The bottom line is that the grievance procedure should allow for a clear and transparent framework which provides for and ensures that all employees are treated fairly and without prejudice. In exercising the grievance procedure, the intention should be always be that of ensuring that the grievance matter is heard in a timely manner.
It is the right of the complainant/employee to be accompanied by a colleague, friend, shop steward/trade union official, to any scheduled meeting at which the grievance matter is being heard. There is nothing wrong if the employee chooses to be represented by an attorney-at-law, as this remains part of the individual’s constitutional right. In the case of the latter, it would be a matter of courtesy for the employee to inform the employer of the intention to be represented by legal counsel. Although this is an option available to each individual, it is necessary to weigh the cost implications in the hiring of an attorney-at-law.

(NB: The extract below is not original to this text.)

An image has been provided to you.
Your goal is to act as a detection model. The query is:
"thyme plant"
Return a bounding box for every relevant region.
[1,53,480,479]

The grievance procedure is meant to be a non-legal intervention. It therefore is the responsibility of the employer to have the grievance procedure, as agreed upon with the trade union body, set out in the Employee Hand Book. A copy of the Hand Book ought to be made available to each employee.
It is the responsibility of the employer to initiate the grievance procedure. In so doing, there are five steps in the procedure which are to be observed. The first step is ‘informal action’. This is where an attempt is made by the supervisor or manager to have the complaint addressed and resolved without having to move to the stage of a formal hearing.
One of the important steps in the exercise of the grievance procedure is that of completing an investigation. This ought not to be taken lightly by the employer. Where the employee is being represented by a trade union, the gathering of information is equally important to the defence to be made on behalf of the member/employee.
Should the matter require a formal hearing, the employer should undertake to invite the employee to a formal meeting, with the individual retaining the right to have a representative present and witnesses, if necessary. The employer should carry out an investigation into the matter, as the decision made on the matter should be based of factual evidence. There is a need for keeping an accurate record of the meeting, and also for the employer to communicate the decision of the meeting in writing, to the employee.
It is to be recognized that the employee reserves the right to appeal the decision taken at the meeting. The grounds for the appeal should be set out in writing. For the purpose of fairness, the appeal hearing should not be heard by the manager or his designate who conducted the initial hearing.
In the organization, it is best that grievance matters are handled by the human resources manager. This would allow the manager to be open to hear an appeal if lodged. Notwithstanding the fact that the employee has the right to appeal, this does not prevent both parties from agreeing in good faith, to attempt to resolve the conflict or disagreement through mediation.
What must be stressed, however, is the fact that the employee loses no time or pay, for time spent in attending a grievance hearing.